I'm not a fan of asymmetric processing for applications which aren't nailed down when the device ships. The asymmetry introduces a nasty question of whether a particular operation should be done here or there. That was a downfall of the CELL(?) architecture with one BIG and 8(?) LITTLEs a decade ago.
Ah, yes: IBM
Cell architecture, used on the Sony Playstation 3.
Where the only operations that will be in LITTLE are fixed at design time, that disadvantage is not a major problem.
I'm specifically talking about small "accelerators" with tiny instruction sets, basically a simple ALU (I don't even need multiplication or division myself!), attached to e.g. a DMA engine, GPIO ports, that sort of a thing; not full asymmetric cores, and not with full or random memory access.
Stuff like CRC or hash calculation while doing memory-to-memory DMA, peripheral bus implementations, PWM, PDM, ADC with averaging and min-max recording, even wide LUT.
To circle back to the original topic, it would be very nice if we had a programming language that could embed such "miniprograms" better than what we have right now. I don't know how many of you are aware, but GPU pixel and vertex shaders are written in a C or C++ -like languages, for example OpenGL and OpenGL ES
GLSL supplied as strings in source format, and compiled by the graphics drivers for its own hardware.
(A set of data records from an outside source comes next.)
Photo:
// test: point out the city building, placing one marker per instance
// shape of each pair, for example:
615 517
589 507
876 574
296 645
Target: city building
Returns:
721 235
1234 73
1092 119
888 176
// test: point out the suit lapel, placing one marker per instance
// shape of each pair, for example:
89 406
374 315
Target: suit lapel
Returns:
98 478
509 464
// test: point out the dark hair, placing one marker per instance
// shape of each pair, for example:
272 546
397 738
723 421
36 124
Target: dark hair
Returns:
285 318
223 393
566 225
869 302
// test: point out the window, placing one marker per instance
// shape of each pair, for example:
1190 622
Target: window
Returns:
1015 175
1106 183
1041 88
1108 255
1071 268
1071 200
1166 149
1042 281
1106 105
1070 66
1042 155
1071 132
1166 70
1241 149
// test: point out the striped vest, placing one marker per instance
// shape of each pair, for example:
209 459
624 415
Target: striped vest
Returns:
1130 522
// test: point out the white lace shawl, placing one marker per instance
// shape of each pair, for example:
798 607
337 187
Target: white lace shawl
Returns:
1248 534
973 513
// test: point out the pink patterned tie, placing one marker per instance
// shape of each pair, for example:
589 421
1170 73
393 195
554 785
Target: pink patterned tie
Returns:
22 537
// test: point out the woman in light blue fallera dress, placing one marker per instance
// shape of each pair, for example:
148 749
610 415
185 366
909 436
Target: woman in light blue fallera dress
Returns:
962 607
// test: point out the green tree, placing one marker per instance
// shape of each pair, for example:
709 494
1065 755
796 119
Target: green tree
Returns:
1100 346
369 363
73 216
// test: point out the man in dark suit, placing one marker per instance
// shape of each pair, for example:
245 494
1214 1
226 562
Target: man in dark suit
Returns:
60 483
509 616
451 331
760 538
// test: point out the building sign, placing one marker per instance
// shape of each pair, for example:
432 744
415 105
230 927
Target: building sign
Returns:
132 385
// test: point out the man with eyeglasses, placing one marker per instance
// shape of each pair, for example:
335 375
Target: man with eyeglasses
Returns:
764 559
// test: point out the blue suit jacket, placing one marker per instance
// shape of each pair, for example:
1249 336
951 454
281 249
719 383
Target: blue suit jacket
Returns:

Perhaps some kind of augmented string format, or "#include" on steroids; perhaps a source file format where initial lines declared properties (accessible as compile-time constants), with the rest of the file available as an augmented string object? Or processable with an external compiler program, with the result provided as an augmented binary blob? The compile-time constant properties of that object are useful, if one needs to e.g. describe the resource use or expectations of that miniprogram.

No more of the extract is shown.